I have found an IEP is sometimes just a piece of paper that is tossed aside after a long and sometimes difficult meetings. I have found often the experts wait for problems instead of taking my advice and in advance in order to avoid them. I have found my son sometimes doesn't self advocate because at the end of the day things take to long to change, it isn't that big of a deal and he can get the information in other ways or he doesn't care.

My son meets with his case worker before school every couple of weeks. He used to have pull out for English and math during class time. We found it wasn't helping and it took away from class time. That model may work for some kids but not mine. The idea I had was to have him use teacher office hours after school if he needed help. The district brought up the idea of having the interpreter help him during class. She would be acting as an support for instruction. I very strongly disagree and made a strong objection.

They pointed out that research suggests this type of model works. I pointed out the interpreter is not hired as an aid and needed to focus on the difficult task of interpreting class that last 1 hour and forty minutes. I did mention two interpreters would be appropriate because the classes are so long and there are three a day. Nope, not going to happen this year but it doesn't hurt to ask.

So after that meeting I find out they didn't drop the pull out services. My son tells me they call it English help but all they do is test his math skills, over and over. His teacher gets frustrated because they pull him during lecture. I am not positive but I think  they pull him from English class. Meanwhile the classroom teacher has done research about deaf education and has found a way to specialize his instruction so he is learning faster than I could of hoped for. He is happy with this arrangement but hates the pull out. So I shot off an email to the case worker.

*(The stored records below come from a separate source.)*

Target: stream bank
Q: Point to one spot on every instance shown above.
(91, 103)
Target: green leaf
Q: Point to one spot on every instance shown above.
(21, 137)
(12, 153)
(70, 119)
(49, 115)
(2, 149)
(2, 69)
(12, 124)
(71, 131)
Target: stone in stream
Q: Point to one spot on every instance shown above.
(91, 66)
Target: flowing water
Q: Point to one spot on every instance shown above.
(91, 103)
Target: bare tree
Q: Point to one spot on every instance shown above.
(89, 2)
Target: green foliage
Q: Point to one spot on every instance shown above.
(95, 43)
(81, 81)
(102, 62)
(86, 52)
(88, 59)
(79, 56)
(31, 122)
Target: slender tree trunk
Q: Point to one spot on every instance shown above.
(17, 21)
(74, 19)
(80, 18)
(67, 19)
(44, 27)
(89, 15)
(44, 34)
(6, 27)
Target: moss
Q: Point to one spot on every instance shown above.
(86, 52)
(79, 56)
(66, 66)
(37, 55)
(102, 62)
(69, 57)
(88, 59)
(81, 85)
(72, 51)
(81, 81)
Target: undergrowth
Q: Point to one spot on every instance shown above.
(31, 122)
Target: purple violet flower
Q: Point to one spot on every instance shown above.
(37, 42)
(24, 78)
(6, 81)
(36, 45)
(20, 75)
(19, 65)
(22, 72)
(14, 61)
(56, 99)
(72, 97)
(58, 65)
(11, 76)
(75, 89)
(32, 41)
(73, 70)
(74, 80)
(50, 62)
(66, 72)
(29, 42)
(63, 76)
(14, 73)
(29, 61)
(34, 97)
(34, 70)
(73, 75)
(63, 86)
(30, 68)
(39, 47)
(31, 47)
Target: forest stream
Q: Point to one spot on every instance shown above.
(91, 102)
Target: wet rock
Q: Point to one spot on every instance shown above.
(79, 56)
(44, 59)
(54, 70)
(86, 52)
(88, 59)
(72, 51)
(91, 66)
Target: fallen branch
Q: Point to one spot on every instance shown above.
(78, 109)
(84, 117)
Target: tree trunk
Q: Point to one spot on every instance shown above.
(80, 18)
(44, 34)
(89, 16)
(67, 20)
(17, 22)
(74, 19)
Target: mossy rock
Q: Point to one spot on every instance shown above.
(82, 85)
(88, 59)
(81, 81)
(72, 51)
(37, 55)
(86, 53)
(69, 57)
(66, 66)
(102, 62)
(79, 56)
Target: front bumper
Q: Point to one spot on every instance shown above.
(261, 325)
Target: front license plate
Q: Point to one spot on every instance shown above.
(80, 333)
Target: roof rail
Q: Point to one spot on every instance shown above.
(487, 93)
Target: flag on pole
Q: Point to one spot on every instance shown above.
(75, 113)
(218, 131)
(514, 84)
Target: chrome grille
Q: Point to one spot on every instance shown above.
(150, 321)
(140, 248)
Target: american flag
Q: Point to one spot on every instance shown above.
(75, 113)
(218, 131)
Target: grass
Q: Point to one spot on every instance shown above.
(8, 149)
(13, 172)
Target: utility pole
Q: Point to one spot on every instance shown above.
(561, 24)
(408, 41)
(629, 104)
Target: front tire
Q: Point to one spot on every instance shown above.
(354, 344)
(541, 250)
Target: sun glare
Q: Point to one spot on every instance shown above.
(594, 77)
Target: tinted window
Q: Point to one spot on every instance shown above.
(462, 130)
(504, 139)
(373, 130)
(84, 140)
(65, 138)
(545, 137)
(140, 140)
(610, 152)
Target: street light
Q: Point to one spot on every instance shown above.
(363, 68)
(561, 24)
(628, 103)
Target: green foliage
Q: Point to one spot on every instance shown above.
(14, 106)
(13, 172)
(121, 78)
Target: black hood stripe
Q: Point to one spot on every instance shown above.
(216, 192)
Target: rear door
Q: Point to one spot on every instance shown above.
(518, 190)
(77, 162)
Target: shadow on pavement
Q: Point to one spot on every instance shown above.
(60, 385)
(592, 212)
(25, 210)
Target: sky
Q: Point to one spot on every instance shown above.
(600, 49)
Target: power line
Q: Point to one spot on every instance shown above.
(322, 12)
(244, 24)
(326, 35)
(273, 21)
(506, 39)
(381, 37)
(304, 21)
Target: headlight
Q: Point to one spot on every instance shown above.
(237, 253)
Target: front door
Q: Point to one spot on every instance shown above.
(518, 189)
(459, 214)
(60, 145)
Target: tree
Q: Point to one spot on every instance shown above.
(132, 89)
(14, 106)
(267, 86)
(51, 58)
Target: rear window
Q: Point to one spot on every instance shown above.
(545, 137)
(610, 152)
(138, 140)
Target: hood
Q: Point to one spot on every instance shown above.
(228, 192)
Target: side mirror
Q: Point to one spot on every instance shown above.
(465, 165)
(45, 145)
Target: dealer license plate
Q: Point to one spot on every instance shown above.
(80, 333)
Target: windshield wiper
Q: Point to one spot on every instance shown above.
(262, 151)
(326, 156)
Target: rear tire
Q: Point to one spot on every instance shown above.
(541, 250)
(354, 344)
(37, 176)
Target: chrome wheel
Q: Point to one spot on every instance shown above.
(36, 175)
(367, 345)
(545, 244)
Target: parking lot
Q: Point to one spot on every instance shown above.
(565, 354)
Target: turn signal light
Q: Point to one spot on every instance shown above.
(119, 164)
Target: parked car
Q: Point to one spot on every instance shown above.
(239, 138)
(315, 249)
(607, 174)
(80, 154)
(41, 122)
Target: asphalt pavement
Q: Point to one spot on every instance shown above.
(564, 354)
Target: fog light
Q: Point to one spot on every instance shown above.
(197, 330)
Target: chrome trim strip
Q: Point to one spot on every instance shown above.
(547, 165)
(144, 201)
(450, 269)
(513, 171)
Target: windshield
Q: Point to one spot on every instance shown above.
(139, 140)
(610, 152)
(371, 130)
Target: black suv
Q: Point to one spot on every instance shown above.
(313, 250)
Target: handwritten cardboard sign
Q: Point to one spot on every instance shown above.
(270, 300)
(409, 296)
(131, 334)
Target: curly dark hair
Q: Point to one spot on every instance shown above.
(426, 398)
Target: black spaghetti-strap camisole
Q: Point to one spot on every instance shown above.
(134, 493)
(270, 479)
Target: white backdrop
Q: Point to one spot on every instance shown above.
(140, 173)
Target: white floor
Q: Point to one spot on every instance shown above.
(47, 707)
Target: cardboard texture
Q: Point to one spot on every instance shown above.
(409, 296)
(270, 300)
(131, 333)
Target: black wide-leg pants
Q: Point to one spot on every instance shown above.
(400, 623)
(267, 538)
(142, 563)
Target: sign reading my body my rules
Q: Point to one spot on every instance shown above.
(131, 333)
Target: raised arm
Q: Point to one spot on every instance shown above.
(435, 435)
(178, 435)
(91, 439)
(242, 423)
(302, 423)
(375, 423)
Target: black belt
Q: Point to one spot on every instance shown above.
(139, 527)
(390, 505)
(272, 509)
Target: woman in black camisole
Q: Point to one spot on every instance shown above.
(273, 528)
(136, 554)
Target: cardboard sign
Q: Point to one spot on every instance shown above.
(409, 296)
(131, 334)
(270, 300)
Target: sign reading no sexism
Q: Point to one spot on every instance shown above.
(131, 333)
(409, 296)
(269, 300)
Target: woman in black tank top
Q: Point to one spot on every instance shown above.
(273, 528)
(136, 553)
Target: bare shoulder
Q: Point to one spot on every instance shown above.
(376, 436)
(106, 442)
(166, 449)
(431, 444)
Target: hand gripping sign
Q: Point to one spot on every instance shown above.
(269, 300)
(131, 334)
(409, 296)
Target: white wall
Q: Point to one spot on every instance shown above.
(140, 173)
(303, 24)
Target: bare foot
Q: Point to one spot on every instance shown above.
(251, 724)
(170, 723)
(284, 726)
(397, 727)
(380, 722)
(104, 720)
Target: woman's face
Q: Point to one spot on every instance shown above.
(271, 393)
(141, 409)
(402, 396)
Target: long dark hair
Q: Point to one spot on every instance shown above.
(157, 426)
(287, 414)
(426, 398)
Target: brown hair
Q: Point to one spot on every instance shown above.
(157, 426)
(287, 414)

A couple of days pass. I get a quick response saying she will think on it. I think that is code for "stall crazy helicopter mom while we think of a way to make it more useless and complicated".  OK, thats not fair of me but I feel that way sometimes. I do know they are all busy but all I am asking for is they trust me and drop this one service or explain to me how it is effective.

Last night my son tells me he had a meeting with the case worker. I actually like and respect her. The only thing about the meeting that got me a little ticked was the fact she told him they were going to have the interpreter act as his aid. " We know your mom is strongly against it but we're going to try." *nudge, nudge*
I asked him how he felt about it. "dumb idea"
I asked him how he responded. "OK"
"because it will never happen. They don't do what they say they will"

So in order to get what he needs he is side stepping the plan. He will find a way to get the service he wants without confrontation. If he accepts the idea on the surface perhaps the pull out will go away.

The awesome thing is all of the people involved are doing their best to give him what he needs. I don't really know their side of things so I am left to guess. We are really lucky. Sometimes though it feels like it could be much easier.


  1. tell them to hire a Teacher of the Deaf as a interpreter if they were to use them aid the child in classroom :) Really, I don't see much of a difference between a interpreter and TOD who is fluent in ASL because the interpreter who is her own ASL interpretion of the lesson and not the teacher.

  2. Anonymous - Interpreting is a specific skill. Just because someone is fluent in sign, does not make them a good interpreter (ie: I'm not a good interpreter. I've done rudimentary interpreting if needed but I could not interpret a class lecture). The interpreter is interpreting, not actually teaching.

    TOD also is a specific job and not just someone who knows ASL. In fact, some TOD work with oral students or students who cue.

    I don't know much about it but apparently there are levels of educational interpreting. However, I don't think any level operates as an actual classroom aide. It would be very difficult to interpret and work as an aide at the same time.

  3. You are right to oppose interpreters as aides -- they are not trained or paid to do that. And it detracts from your son's access to the direct instruction of the teacher and the classroom.

    I also agree that IEPs seem to be more paperwork than actual guides to implmenting a plan specific to your child.